Yesterday, my buddy was all freaked out because his computer was acting weird. He kept seeing this “445” thing popping up in some logs, and he had no clue what it was. So, being the curious type, I decided to dig in and figure it out with him.
First Steps: Hitting Up Google
We started by, you know, just Googling “what does 445 mean.” Turns out, it’s a port number. Ports are like little doorways computers use to talk to each other. And port 445? That’s the one used for something called SMB, or Server Message Block.
What’s SMB Anyway?
Okay, so we learned SMB is basically how Windows computers share files and printers and stuff over a network. It’s like the language they use to say, “Hey, can I grab that file from your shared folder?” or “Yo, print this document on that printer.”
Our Little Experiment
To see this in action, we decided to do a little experiment. First things first we want make sure we can ping each other.
We did this simple thing:
- we opened the Windows search box,
- we typed in “cmd”
- we typed in “ipconfig”. This gave us the IP address.
I typed in “ping” follow by his IP address, and hit enter, if all went well. I should see if I can successfully “ping” him.
Then Check Port 445
We fired up a command prompt and used a command called `netstat`. This thing shows you all the active network connections and listening ports. We typed something like `netstat -an find “445”` (the `find` part just filters the results to show lines with “445”).
And there it was! We saw a bunch of lines showing port 445 was “LISTENING,” meaning his computer was ready to accept SMB connections. We also saw some “ESTABLISHED” connections, which meant other computers were already talking to his using SMB.
Why Was He Freaking Out?
So, why the panic? Well, it turns out SMB, and especially port 445, has been a target for some nasty malware and ransomware in the past. Remember WannaCry? That thing spread like wildfire by exploiting a vulnerability in SMB. Scary stuff!
Making Sure We’re Safe
After seeing all that, we decided to play it safe. We did a few things:
- Checked Windows Firewall: Made sure it was turned on and blocking any unnecessary incoming connections to port 445.
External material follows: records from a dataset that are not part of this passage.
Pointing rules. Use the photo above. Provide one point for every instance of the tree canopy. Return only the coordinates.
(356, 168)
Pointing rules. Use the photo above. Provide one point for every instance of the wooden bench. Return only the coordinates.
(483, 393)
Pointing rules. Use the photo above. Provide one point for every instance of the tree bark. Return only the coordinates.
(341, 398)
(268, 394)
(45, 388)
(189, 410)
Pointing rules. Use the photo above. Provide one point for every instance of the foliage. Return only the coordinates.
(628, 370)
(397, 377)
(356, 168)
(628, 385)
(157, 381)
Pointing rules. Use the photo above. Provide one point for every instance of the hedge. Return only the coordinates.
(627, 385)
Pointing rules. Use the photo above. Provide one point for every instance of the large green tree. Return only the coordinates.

- Updated Windows: You gotta keep things patched! Updates often include security fixes for vulnerabilities, including those related to SMB.
- Disabled SMBv1: Turns out there are different versions of SMB, and the oldest one (SMBv1) is super insecure. We followed some online guides to disable it.
Basically, we just wanted to make sure his computer wasn’t an easy target. It’s like locking your doors at night – you don’t want to make it easy for the bad guys!
So, yeah, that’s how we spent our afternoon – learning about port 445, SMB, and how to keep our computers a little bit safer. It wasn’t exactly a wild party, but hey, at least we learned something new, and his computer didn’t get turned into a zombie by some ransomware.